Saturday, February 18, 2012

If music, be the food of love, play on...

I distinctly remember learning how that's one of the most misinterpreted lines in Shakespeare. Most often, people assume it means that Duke Orsino of Illyria is referring to his love of music. It's quoted on posters and t-shirts and barbeque aprons, etc. They think, "Oh, a Shakespearean quote about music; that'll make me seem cultured." However, few realize that Orsino continues with, "Give me excess of it; that surfeiting, the appetite may sicken, and so die." Perhaps some of you aren't as familiar with Shakespeare's turn of phrase (and frankly, I don't blame you, but I'll admit that Twelfth Night is my favorite), but what he means is this: if music is the fuel for love, play it so much that I'll become utterly disgust with the even the faintest idea of falling in love. See, it's not exactly a flattering  quotation.
I've been thinking about it a lot lately. No, I don't recite Shakespeare in my free time; I'm not a pretentious ball of crazy..most of the time. I've just always resonated with that idea---overkill for the sake of self-preservation. It's a tactic with which I'm very familiar. I don't do well with sudden change or surprise or fluctuation of plans. You know, all the stuff most mature people handle with extraordinary ease. So, if there's even the slightest possibility of the worst case scenario, I feel the need to emotionally plan for this by running it over and over and over and over, treating it as truth. I practical suffer through an emotional breakdown in case I run into an occasion where I might have an emotional breakdown. It's not healthy. It's not mature. It's nowhere near normal. However, it's what I do. Judge how you will.

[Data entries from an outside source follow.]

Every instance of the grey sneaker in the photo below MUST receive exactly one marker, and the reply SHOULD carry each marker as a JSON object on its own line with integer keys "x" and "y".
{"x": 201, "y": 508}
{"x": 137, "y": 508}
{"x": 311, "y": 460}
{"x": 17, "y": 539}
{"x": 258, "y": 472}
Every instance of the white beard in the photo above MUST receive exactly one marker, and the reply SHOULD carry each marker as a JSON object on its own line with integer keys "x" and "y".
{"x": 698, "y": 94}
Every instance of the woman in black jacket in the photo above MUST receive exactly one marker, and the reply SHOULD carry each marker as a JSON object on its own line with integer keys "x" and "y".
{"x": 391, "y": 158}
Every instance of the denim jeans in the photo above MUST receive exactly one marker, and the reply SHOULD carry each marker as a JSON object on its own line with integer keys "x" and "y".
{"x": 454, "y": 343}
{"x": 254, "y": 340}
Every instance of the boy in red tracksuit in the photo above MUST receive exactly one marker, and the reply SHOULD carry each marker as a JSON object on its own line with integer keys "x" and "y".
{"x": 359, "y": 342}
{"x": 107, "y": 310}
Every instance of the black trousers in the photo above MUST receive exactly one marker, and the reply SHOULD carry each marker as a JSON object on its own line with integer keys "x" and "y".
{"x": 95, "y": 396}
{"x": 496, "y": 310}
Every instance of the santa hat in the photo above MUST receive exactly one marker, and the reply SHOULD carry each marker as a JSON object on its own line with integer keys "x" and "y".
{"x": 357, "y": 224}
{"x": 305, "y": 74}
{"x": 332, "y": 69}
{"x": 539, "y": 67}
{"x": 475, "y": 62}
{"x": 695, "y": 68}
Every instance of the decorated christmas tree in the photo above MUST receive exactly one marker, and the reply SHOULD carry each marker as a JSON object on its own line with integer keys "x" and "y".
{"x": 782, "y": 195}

Unfortunately, this is how I'm currently dealing with all the festering mess that is my reproductive system. Yes, that seems a very harsh phrase when referring to one's own body, but that exactly how it feels. I saw the photos from my surgery;  nightmarish fleshy corridors, revealing all sorts of wicked-looking adhesions and scarring, and not to mention a  unwelcome, bulbous white mass in the middle of it.

Needless to say, I haven't been the most warm and open person in the last few months. I closed off from a lot of people, even those close to me.  I've sullen and listless and all of the things I don't like to be. But I think I'm on the rebound, even though I think this one may be difficult to shake. Optimism is something I'm working on. Nobody likes to read about emotionally compromised young women, right?

Except that weird Twilight phenomenon. In my opinion, Bella Swan should have read some Adrienne Rich feminist poetry and maybe she would've gotten bitten in the ass by some self-confidence. I guess I just prefer my heroines a little more self-sufficient.
Once again, I digress.
 Surgery most certainly eased my mind. Recovery is going more slowly than I expected, though. I thought I would be up and running (literally) by last Thursday. You know, as week later. Apparently, that was a little much to ask. I'm still sore and it's Saturday night, over a week and a half later. I'm getting terribly impatient. I'm starting to suspect that my muscles are starting to atrophy from sleeping and resting all the time.The worst thing about recovery is that I've been waiting for so long, years, in fact, to feel good/better/normal again. I've been craving a future where I'm not terrified to eat meat, to drink red wine, to suffer through another episode of relentless pain, another missed opportunity to start a family. I just want to know if the surgery has made that possible, if I'm going to be able to feel like my old self again or if I'll have to carve out a new sense of normal.
Lately, all my prayers have seemed void of thanksgiving. I feel like I'm incessantly nagging God, for relief, for a miracle, and he's probably tired of hearing it, considering that my life isn't all that bad. I could have AIDS, I could have bone cancer, I could be homeless and starving. I'm not; I've got a comfortable American life, with miniscule needs. Frankly, I would like to think God would pay more attention those issues than mine. They're a little more pressing when it comes to the state of humanity.
But it doesn't stop me from hoping that there is a miracle in store for me. Hope is all I have, I guess. And, when faced with the loss of hope, a person can have a pretty severe psycho-physiological reaction. You know, like the "ickies."
I hope. I hope. I hope.  To stay sane, to stay optimistic, to stave off the "ickies," I hope. 
And I'll keep hoping.


Sorry. I'm just in one of those moods. I'll cheer up and post some fun stuff soon.